Open and Honest Communication: 

  • Preschoolers (Ages 2-5): Young children at this stage may struggle to articulate their grief verbally. Encourage them to express themselves through drawings, toys, or play. Use simple, age-appropriate language to explain the loss. Be prepared for repetitive questions, as they may need reassurance.


  • Elementary School Children (Ages 6-12): This age group often responds well to open conversations. Allow them to talk about their feelings and share their memories of their sibling. Answer their questions honestly and provide them with the space to express their emotions.

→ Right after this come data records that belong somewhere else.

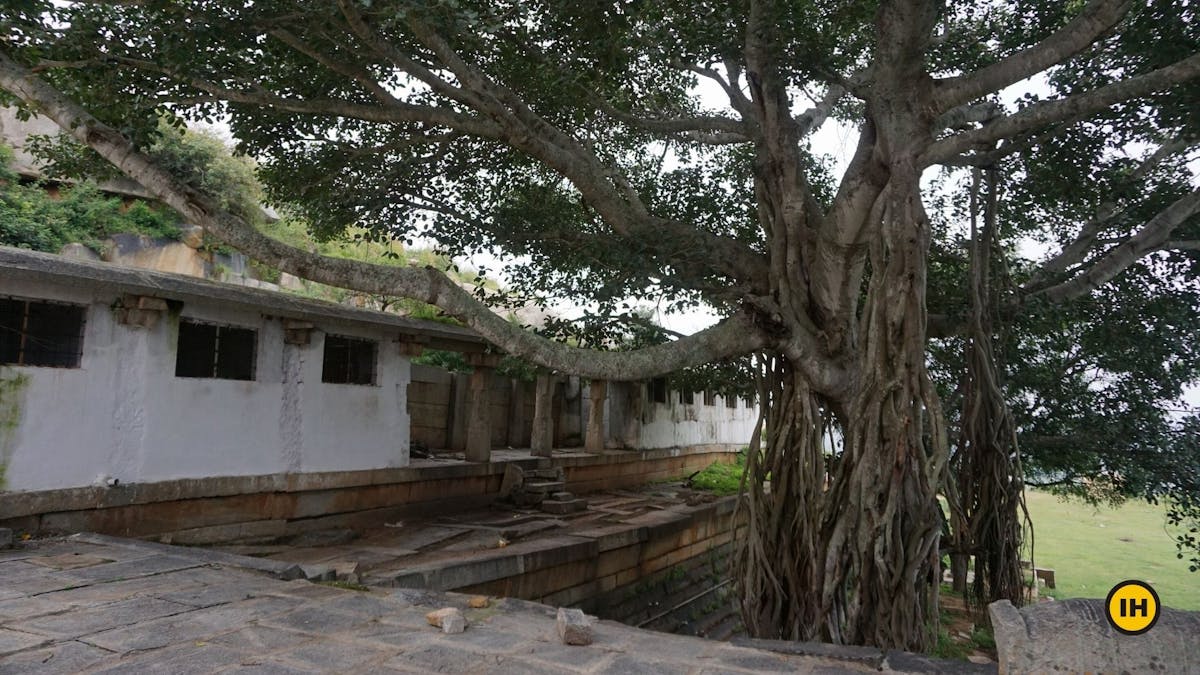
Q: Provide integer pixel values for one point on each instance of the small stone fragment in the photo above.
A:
(347, 571)
(574, 627)
(454, 623)
(438, 616)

  • Adolescents (Ages 13-18): Teens appreciate open discussions. Engage them in conversations about their sibling’s life, their own emotions, and the grieving process. Encourage them to express themselves through writing, art, or talking with a trusted adult. Be a good listener, offering a non-judgmental space for them to share their thoughts.

Consistency and Routine: 

  • Preschoolers (Ages 2-5): Young children often find comfort in routines. Maintain a consistent daily schedule, especially during turbulent times of grief. Ensure that meals, naps, and bedtime routines stay as predictable as possible.


  • Elementary School Children (Ages 6-12): Help them adapt to changes by discussing any necessary adjustments to their routine. Provide them with a sense of control by allowing them to have a say in these changes.


  • Adolescents (Ages 13-18): Adolescents can be more involved in shaping their routines. Encourage them to develop schedules that work for them while ensuring they maintain essential routines.

Seek Professional Help: 

  • Preschoolers (Ages 2-5): For young children, professional help might involve play therapy or art therapy. These therapies can help them express their feelings and cope with their grief in a developmentally appropriate way.


  • Elementary School Children (Ages 6-12): This age group may benefit from child therapists who specialize in grief counseling. Therapists can teach them strategies for coping with their emotions and provide a safe space for discussing their grief.


  • Adolescents (Ages 13-18): Seek out adolescent grief therapists who understand the unique challenges teenagers face. These professionals can help older children navigate complex emotions and develop healthy coping strategies.

Memorialize and Celebrate: 

  • Preschoolers (Ages 2-5): Involve them in age-appropriate memorial activities, such as creating simple drawings or placing flowers at a special spot. Use simple concrete language to explain the significance of these activities.


  • Elementary School Children (Ages 6-12): Encourage them to participate in memorial services and rituals. They may also enjoy creating memorial projects, like scrapbooks or memory boxes, to celebrate their sibling’s life.


  • Adolescents (Ages 13-18): Teens can take an active role in planning memorial events, deciding on rituals, and creating memorial projects. It’s important to involve them in the process and respect their ideas and choices.


By recognizing the developmental needs of grieving children, we can provide them with the support they require to navigate their grief in ways that are meaningful and appropriate for their age and understanding. Open and honest communication, consistency in routines, seeking professional help when necessary, and opportunities to memorialize and celebrate their sibling’s life all play vital roles in this journey. 

As children grow, their understanding of death evolves, impacting how they cope. Younger children may exhibit immediate, visceral grief, while older ones engage in deeper introspection and question the circumstances of their sibling’s passing. Adapting support to meet these changing needs can provide much needed comfort and validation. This commitment to understanding and assisting grieving children throughout their journey is a compassionate and crucial step in their path to healing and recovery.